Avoiding Omega-3 Pitfalls

Elizabeth Marglin

by | Updated: December 3rd, 2016 | Read time: 2 minutes

As anyone who has experienced the particular yuck factor of fishy burps as a consequence of taking fish oil knows, not all omega-3 formulas are created equal. Since omega-3s might well be the most important supplement you take, it’s worth being especially discriminating when choosing a brand that can deliver.

Avoiding Omega-3 Pitfalls

Omega-3 (e.g., EPA, DHA) formulas have huge qualitative differences: the amount of omega-3s they actually contain as well as the stealth inclusion of harmful toxins that have no business being in your supplement. In fact, regular consumption of a poor quality, oxidized fish oil could dramatically increase oxidative damage and inflammation. Here are some things to look out for:

Some fish oil products may contain excessive levels of harmful toxins, such as heavy metals and polychlorinated biphenols (PCBs). They may also contain potentially harmful bacteria (e.g., salmonella), yeast and mold. To address this, fish oil manufacturers use a process called molecular distillation to remove the toxins from the oil. When done correctly, molecular distillation is capable of reducing the toxins in fish oil to levels considered to be safe by the EPA and other agencies.

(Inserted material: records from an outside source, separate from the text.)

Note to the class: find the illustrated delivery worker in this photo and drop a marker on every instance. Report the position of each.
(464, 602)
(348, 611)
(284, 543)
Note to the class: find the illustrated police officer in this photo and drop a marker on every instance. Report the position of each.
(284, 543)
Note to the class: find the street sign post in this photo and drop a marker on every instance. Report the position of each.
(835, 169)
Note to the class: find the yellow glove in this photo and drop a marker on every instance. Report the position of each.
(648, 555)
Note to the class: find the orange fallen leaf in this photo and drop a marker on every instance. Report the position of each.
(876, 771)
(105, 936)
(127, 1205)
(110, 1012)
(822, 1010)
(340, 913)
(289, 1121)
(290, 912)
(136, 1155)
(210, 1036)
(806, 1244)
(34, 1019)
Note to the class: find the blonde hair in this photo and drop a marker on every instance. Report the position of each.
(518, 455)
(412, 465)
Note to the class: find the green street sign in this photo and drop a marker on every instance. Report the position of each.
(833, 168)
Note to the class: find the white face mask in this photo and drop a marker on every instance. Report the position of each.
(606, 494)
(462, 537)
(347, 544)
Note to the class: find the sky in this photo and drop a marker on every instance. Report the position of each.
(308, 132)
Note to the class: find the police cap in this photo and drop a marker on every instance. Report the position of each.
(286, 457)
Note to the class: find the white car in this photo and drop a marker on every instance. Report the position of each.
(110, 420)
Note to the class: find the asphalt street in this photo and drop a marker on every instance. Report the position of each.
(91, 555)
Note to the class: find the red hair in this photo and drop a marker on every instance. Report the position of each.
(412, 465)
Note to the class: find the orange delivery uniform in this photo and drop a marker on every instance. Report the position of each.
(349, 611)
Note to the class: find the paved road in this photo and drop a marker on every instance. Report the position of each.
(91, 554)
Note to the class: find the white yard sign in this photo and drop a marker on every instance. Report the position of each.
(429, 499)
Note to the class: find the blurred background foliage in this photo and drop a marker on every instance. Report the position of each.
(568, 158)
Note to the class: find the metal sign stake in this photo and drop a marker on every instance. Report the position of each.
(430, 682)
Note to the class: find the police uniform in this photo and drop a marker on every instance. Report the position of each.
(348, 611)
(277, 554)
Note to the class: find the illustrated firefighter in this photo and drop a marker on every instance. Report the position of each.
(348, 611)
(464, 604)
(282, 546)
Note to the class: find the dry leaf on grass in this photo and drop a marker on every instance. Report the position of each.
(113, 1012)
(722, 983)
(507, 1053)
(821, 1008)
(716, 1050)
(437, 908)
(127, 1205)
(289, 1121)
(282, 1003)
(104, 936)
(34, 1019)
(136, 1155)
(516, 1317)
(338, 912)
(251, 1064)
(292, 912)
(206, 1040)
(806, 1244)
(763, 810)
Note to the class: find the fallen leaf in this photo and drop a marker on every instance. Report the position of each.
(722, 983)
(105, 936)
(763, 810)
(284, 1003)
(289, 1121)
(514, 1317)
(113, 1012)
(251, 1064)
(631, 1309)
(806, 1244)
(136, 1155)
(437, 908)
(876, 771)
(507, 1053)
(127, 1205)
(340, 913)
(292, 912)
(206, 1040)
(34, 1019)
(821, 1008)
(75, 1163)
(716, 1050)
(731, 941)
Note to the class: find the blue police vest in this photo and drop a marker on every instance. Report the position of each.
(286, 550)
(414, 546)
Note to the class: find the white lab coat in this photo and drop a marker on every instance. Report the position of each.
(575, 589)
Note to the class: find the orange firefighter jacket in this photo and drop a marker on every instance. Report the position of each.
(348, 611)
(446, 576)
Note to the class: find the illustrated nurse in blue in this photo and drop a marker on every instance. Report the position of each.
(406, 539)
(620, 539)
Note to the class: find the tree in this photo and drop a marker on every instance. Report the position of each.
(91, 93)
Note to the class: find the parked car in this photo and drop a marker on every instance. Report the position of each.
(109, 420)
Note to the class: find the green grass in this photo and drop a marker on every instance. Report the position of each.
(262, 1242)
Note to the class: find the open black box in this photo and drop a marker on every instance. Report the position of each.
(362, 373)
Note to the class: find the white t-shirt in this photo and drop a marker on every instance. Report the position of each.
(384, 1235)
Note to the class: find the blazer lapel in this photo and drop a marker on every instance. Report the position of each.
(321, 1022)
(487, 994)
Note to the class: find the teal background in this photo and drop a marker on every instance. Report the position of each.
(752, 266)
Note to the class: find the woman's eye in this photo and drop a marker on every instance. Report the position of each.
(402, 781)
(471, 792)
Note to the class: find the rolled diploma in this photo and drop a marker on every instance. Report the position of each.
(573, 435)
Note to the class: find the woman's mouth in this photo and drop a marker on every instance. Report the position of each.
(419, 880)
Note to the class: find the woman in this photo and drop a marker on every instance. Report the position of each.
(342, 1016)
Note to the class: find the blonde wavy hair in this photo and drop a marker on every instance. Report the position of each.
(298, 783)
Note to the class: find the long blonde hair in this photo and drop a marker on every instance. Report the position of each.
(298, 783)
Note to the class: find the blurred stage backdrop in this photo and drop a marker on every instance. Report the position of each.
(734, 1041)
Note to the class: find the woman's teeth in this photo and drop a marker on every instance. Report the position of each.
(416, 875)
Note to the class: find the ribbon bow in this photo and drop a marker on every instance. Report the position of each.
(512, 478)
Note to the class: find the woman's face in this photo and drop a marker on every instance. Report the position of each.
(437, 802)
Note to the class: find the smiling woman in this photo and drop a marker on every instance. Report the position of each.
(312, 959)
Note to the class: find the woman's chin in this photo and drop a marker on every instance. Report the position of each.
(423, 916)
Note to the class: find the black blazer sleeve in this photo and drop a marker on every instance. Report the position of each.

Work around: Look for a product that not only has been molecularly distilled, but has also undergone third party testing and offers a purity guarantee, such as Omegagenics. Omegagenics has their third-party assays conducted by Eurofins but also worth checking out is the International Fish Oil Standards Program (IFOS) which rates many brands of fish oil for compliancy.

Fish oil is unstable and can easily spoil. Some companies may not test adequately for rancidity in production or take extra steps to protect the product during storage, transport and normal use.

Work around: Look for a fish oil that is third-party tested for rancidity and which uses natural antioxidants to maintain freshness.

With lax labeling requirements, some products may not actually contain the amount of omega-3s listed on labels. You don’t actually get the promised benefits, and it may compromise your health.

Work around: When you are deciding on a fish oil brand, you want your omega-3s concentrated—not diluted. Look for third-party testing to assure that the label has integrity and offers dependable value.

Fishy aftertaste
While fish oil should smell like the ocean, it doesn’t mean it should have a fishy odor, which is usually a sign of rancidity.

Work around: Choose a brand that uses clean oils as a base. If you prefer having the taste slightly masked, many companies add natural fruit flavors and enteric-coated options to make them taste even better.